Has anyone ever done any diving at the bay bridge or 331 bridge? What's the vis like or is it even legal to dive Bridges?


----------



## Chapman5011 (Mar 7, 2013)

walkerj44 said:


> Has anyone ever done any diving at the bay bridge or 331 bridge? What's the vis like or is it even legal to dive Bridges?

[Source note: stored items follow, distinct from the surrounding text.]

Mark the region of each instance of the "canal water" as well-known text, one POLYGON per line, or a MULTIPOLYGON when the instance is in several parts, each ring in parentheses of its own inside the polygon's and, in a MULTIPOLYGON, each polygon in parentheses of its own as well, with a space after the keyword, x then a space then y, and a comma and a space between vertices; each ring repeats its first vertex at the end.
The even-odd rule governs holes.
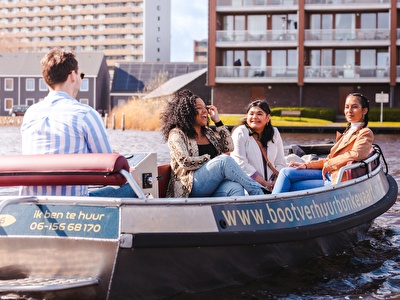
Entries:
MULTIPOLYGON (((0 155, 21 152, 18 127, 0 126, 0 133, 0 155)), ((156 152, 159 164, 169 162, 168 147, 159 132, 108 129, 108 134, 120 153, 156 152)), ((334 137, 332 133, 282 133, 285 146, 329 143, 334 137)), ((377 134, 375 143, 400 185, 399 136, 377 134)), ((173 299, 400 299, 399 201, 374 221, 365 241, 342 255, 320 258, 302 269, 283 270, 246 285, 173 299)))

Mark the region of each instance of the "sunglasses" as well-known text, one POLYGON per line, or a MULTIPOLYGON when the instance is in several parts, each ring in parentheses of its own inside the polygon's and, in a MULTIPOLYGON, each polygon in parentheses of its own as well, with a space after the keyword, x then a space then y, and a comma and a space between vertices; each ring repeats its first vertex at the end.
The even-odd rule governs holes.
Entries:
MULTIPOLYGON (((72 72, 76 72, 75 70, 72 70, 71 72, 69 72, 69 74, 71 74, 72 72)), ((77 73, 77 72, 76 72, 77 73)), ((80 73, 79 74, 79 77, 81 78, 81 79, 83 79, 83 78, 85 78, 85 73, 80 73)))

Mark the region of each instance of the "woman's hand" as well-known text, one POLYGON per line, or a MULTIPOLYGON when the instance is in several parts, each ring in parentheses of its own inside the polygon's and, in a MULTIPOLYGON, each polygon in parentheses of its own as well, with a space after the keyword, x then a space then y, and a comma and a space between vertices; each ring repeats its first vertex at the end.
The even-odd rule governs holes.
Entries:
POLYGON ((298 169, 307 169, 307 166, 305 163, 299 163, 297 161, 291 161, 289 163, 289 167, 295 167, 297 170, 298 169))
POLYGON ((211 121, 214 123, 218 123, 221 121, 218 115, 218 109, 214 105, 207 106, 208 113, 210 114, 211 121))
POLYGON ((264 181, 263 186, 270 192, 272 192, 272 189, 274 188, 274 182, 270 181, 264 181))
POLYGON ((328 175, 330 177, 331 176, 331 171, 330 171, 330 169, 328 169, 327 167, 324 166, 322 168, 322 179, 330 181, 330 178, 327 178, 326 175, 328 175))

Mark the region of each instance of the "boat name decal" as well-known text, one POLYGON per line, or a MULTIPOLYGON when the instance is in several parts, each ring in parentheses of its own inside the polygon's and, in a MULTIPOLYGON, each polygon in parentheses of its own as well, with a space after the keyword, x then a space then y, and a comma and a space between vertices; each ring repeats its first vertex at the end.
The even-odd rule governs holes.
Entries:
POLYGON ((367 208, 384 195, 383 191, 366 186, 345 193, 332 192, 329 198, 308 195, 281 201, 215 205, 213 213, 220 231, 240 228, 293 228, 331 221, 367 208), (382 194, 382 195, 381 195, 382 194))
POLYGON ((16 204, 0 215, 0 235, 40 235, 115 239, 117 207, 16 204))

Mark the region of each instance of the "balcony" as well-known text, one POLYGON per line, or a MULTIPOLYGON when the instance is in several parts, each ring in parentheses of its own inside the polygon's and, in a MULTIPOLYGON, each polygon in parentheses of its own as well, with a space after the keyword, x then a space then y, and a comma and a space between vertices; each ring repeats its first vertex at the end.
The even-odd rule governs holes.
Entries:
POLYGON ((217 12, 296 11, 298 0, 217 0, 217 12))
POLYGON ((305 0, 304 9, 312 10, 363 10, 389 9, 390 0, 305 0))
POLYGON ((304 82, 389 83, 389 69, 381 66, 306 66, 304 82))
POLYGON ((298 35, 296 30, 218 30, 216 32, 216 38, 216 46, 220 48, 243 46, 256 48, 298 46, 298 35))
MULTIPOLYGON (((397 68, 398 81, 400 67, 397 68)), ((297 83, 293 67, 216 67, 216 83, 297 83)), ((381 66, 306 66, 305 83, 389 83, 389 70, 381 66)))
POLYGON ((297 82, 297 68, 292 67, 216 67, 217 83, 297 82))
POLYGON ((307 29, 304 46, 389 46, 390 29, 307 29))

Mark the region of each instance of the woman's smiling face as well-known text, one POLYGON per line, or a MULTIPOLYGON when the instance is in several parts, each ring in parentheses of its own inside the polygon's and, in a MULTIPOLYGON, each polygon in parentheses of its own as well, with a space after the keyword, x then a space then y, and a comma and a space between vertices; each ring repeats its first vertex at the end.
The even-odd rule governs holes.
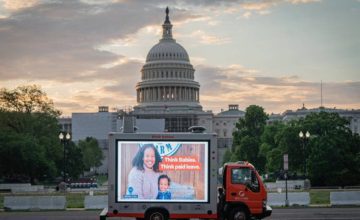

I doubt it is legal to jump off bridges. 
Although if its doable, I'm sure people jump off the bridge your talking of at some point. 
But you could get in trouble for it especially if someone drives by and reports some one just jumped the bridge. You may have some visitors show up in a hurry. 


Jump it.........


----------



## foreverfishing (Nov 30, 2012)

I think he meant diving as in scuba. this is the scuba section after all.


----------



## walkerj44 (May 23, 2013)

*Really?!! I hope you're kidding*

I never said anything about jumping off a bridge. The bridges start first at land in case you didn't know that. I guess the only way to dive a wreck a few miles out is to rent a helicopter and jump off then huh.


----------



## walkerj44 (May 23, 2013)

Thank you forever fishing. At least some people get it.


----------



## Chapman5011 (Mar 7, 2013)

My bad.
I'm an idiot


----------



## BlaineAtk (Jun 8, 2010)

Wirelessly posted

The vis wouldn't be good, I used to live right by it and never seen it really clear to where I wanted to dive it. There is a downed bridge beside it though....... Never know what might be in there


----------



## bowwilson (Oct 9, 2013)

Hahahaha oh Damn those 1st few post made me laugh Hahahaha wow


----------



## aquatic argobull (Mar 2, 2009)

As long as there is no fishing allowed, it should be legal to dive. Don't expect great vis.


----------



## Native Diver (Aug 8, 2009)

walkerj44 said:


> Has anyone ever done any diving at the bay bridge or 331 bridge? What's the vis like or is it even legal to dive Bridges?


The bay bridge is dive-able at times, usually late fall and winter has been the best for me. The best viz I've ever had was about 8ft. Make sure you tow a flag if your entering from shore.


----------



## Fish-n-Fur (Apr 2, 2009)

Native Diver said:


> The bay bridge is dive-able at times, usually late fall and winter has been the best for me. The best viz I've ever had was about 8ft. Make sure you tow a flag if your entering from shore.


productive?...full of sharks?...what did you see/shoot?? worth doing again??


----------



## Native Diver (Aug 8, 2009)

Fish-n-Fur said:


> productive?...full of sharks?...what did you see/shoot?? worth doing again??


Yep!
YEP YEP!!
Just about any "Bottom dweller" one normally sees.:whistling: 
Yep!:yes:


----------



## JT Powell (Jun 20, 2012)

No legality issues, but catching it when the vis is decent is gonna be tough.


----------